1. Field of the Invention
The present invention relates to a focusing apparatus, a focusing method, and an inspection apparatus. For example, it relates to a pattern inspection apparatus that inspects defects of a pattern formed on a mask used for manufacturing semiconductors etc., and to a focusing mechanism or its method used in such an apparatus.
2. Description of Related Art
In recent years, with an increase in high integration and large capacity of large-scale integrated circuits (LSI), a critical dimension of a circuit required for semiconductor elements is becoming narrower and narrower. These semiconductor elements are manufactured by forming circuits by exposing and transferring a pattern onto a wafer by means of a reduced-magnification projection exposure apparatus (a stepper) for example, while using a master pattern (also called a mask or a reticle, and will be hereinafter called a mask) on which a circuit pattern is written, “drawn” or “formed”.
An improvement in yield is crucial in manufacturing an LSI which requires a lot of manufacturing cost. However, as typified by 1 giga-bit DRAM (Random Access Memory), the precision of a pattern, which constitutes an LSI, has been changing from sub-microns to nanometers. One of the major factors that decrease the yield is a pattern-defect of a mask-pattern used in exposing and transferring an ultrafine pattern onto a semiconductor wafer by a photolithography technique. In recent years, with miniaturization of an LSI pattern written on a semiconductor wafer, dimensions, which have to be detected as a pattern defect, are becoming extremely small. Furthermore, inspection of the LSI pattern formed on the actually produced semiconductor wafer is also important, and the measurement to be detected is also becoming very small. Moreover, with development of multimedia, miniaturization of a pattern of a TFT (Thin Film Transistor) or the like formed on an LCD (Liquid Crystal Display) is advancing.
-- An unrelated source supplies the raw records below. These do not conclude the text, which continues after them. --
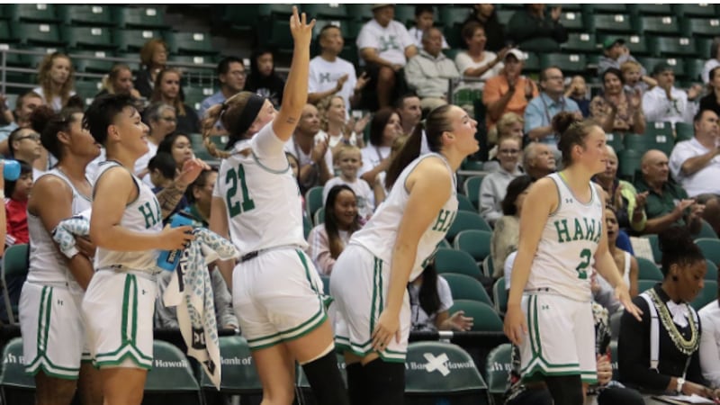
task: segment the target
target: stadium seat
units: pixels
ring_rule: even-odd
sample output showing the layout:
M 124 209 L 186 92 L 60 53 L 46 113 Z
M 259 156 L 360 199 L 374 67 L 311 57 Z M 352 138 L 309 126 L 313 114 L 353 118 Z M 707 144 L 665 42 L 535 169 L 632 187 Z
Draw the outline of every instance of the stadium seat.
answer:
M 482 184 L 484 176 L 472 176 L 465 179 L 463 183 L 463 189 L 465 195 L 470 199 L 475 208 L 480 206 L 480 185 Z
M 157 7 L 121 7 L 116 14 L 120 28 L 167 29 L 163 18 L 165 13 Z
M 492 300 L 485 291 L 485 287 L 476 278 L 454 273 L 445 273 L 441 275 L 450 285 L 454 301 L 470 300 L 492 305 Z M 451 312 L 450 315 L 452 314 Z
M 635 257 L 637 260 L 637 278 L 642 280 L 662 281 L 664 276 L 657 266 L 644 257 Z
M 492 232 L 480 230 L 465 230 L 455 236 L 453 247 L 470 254 L 475 262 L 482 263 L 490 256 L 490 241 Z
M 472 318 L 472 328 L 474 332 L 502 332 L 502 320 L 491 306 L 470 300 L 454 300 L 454 303 L 450 307 L 450 313 L 458 310 L 465 312 L 466 317 Z
M 115 25 L 117 7 L 110 4 L 58 5 L 58 15 L 66 25 L 92 25 L 112 27 Z
M 495 280 L 492 284 L 492 302 L 495 303 L 495 310 L 499 314 L 505 316 L 508 310 L 508 292 L 505 289 L 505 277 Z
M 25 373 L 22 338 L 14 338 L 3 347 L 0 393 L 3 403 L 34 403 L 35 379 Z
M 3 299 L 7 311 L 7 320 L 11 324 L 17 321 L 17 303 L 11 302 L 8 286 L 13 284 L 22 285 L 29 270 L 30 252 L 28 244 L 13 245 L 5 249 L 3 256 L 3 267 L 0 269 L 3 283 Z
M 165 403 L 176 405 L 202 403 L 193 368 L 176 346 L 162 340 L 153 342 L 152 369 L 148 372 L 143 397 L 148 401 L 162 398 Z
M 717 298 L 717 282 L 715 280 L 705 280 L 705 285 L 698 297 L 690 302 L 695 310 L 700 310 L 704 306 L 714 302 Z
M 472 357 L 463 347 L 432 341 L 408 346 L 405 403 L 483 403 L 487 388 Z
M 470 212 L 467 211 L 458 211 L 453 225 L 447 230 L 446 239 L 452 242 L 461 230 L 480 230 L 492 231 L 492 229 L 488 225 L 488 222 L 482 219 L 477 212 Z
M 457 273 L 475 279 L 481 274 L 478 265 L 469 253 L 443 248 L 435 252 L 435 269 L 438 274 Z
M 709 238 L 698 238 L 695 239 L 695 244 L 703 252 L 705 258 L 709 259 L 716 266 L 720 266 L 720 239 Z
Therefore, it is increasingly required that an extremely small pattern-defect should be inspected in a wide range. Therefore, a pattern inspection apparatus that inspects defects of a transfer mask used in manufacturing an LSI, a manufactured semiconductor wafer, a photomask used in manufacturing an LCD, etc. needs to be highly precise.
As to a conventional pattern inspection apparatus, it is well-known that an inspection is performed by comparing an optical image captured by photographing a pattern written on a target workpiece, “object”, or “sample” to be inspected, such as a lithography mask, at a predetermined magnification ratio by using a magnifying optical system, and design data (design pattern data) or an optical image captured by photographing the same pattern on the target workpiece.
For example, the following is known as pattern inspection methods: “die to die inspection” that compares optical image data obtained by photographing identical patterns at different positions on the same mask, and “die to database inspection” that generates design image data, which is converted from the design data as image data, based on writing data (information on design pattern) obtained by converting CAD data used in writing a mask pattern into a format to be input into an inspection apparatus, and compares this generated design image data with optical image data serving as measurement data obtained by capturing an image of the pattern. In such an inspection method of the inspection apparatus, a target workpiece is placed on a stage to be scanned by light flux when the stage moves to perform inspection. The target workpiece is irradiated with light flux from a light source and an illumination optical system. The light transmitted through the target workpiece or reflected by the target workpiece is focused onto a sensor through the optical system. The image captured by the sensor is transmitted to a comparison circuit as measurement data. In the comparison circuit, after performing position alignment of the images, the measurement data is compared with reference data based on an appropriate algorithm. As a result of the comparison, when they are not in accordance with each other, it is judged there is a pattern defect.
In order to increase the preciseness of such a pattern inspection apparatus, it is required to obtain an optical image of large magnification and high resolution in capturing an image of a pattern on a target workpiece to be inspected, such as a mask. Thus, it becomes important to perform optimum focusing of the optical image.
FIG. 17 shows a focusing mechanism applying the conventional optical lever method. In FIG. 17, an optical image of a photographic subject W is focused onto a sensor 501 by an objective lens 502 and an imaging lens 503. In a focusing mechanism 500, the position in the focusing direction of the photographic subject W is focused on a position sensor 505 by using LD lights of an LD 504. A signal of the position sensor 505 is processed in a focus detection circuit 506, and a focus control circuit 507 calculates a focus displacement amount to control the focus.
In addition, a method is known in which front focus and back focus states of an image to be focused are formed, and the focus position is calculated based on a difference of integration values (contrast) of light intensity of the front focus state and the back focus state. (Refer to, e.g., Japanese Published Unexamined Patent Application No. 11-271597)
However, according to the focus detection of the optical lever method mentioned above, when a critical dimension or a pitch of a semiconductor pattern becomes below a wavelength of the illumination light used in the focus detection, a diffracted light is generated at the pattern to be focused on the position sensor. Consequently, there is a problem that the correct focus position may not be detectable. Moreover, in the case of using an integration value of light intensity, when a difference of integration values is small, there is a problem that the focus position may not be detected accurately.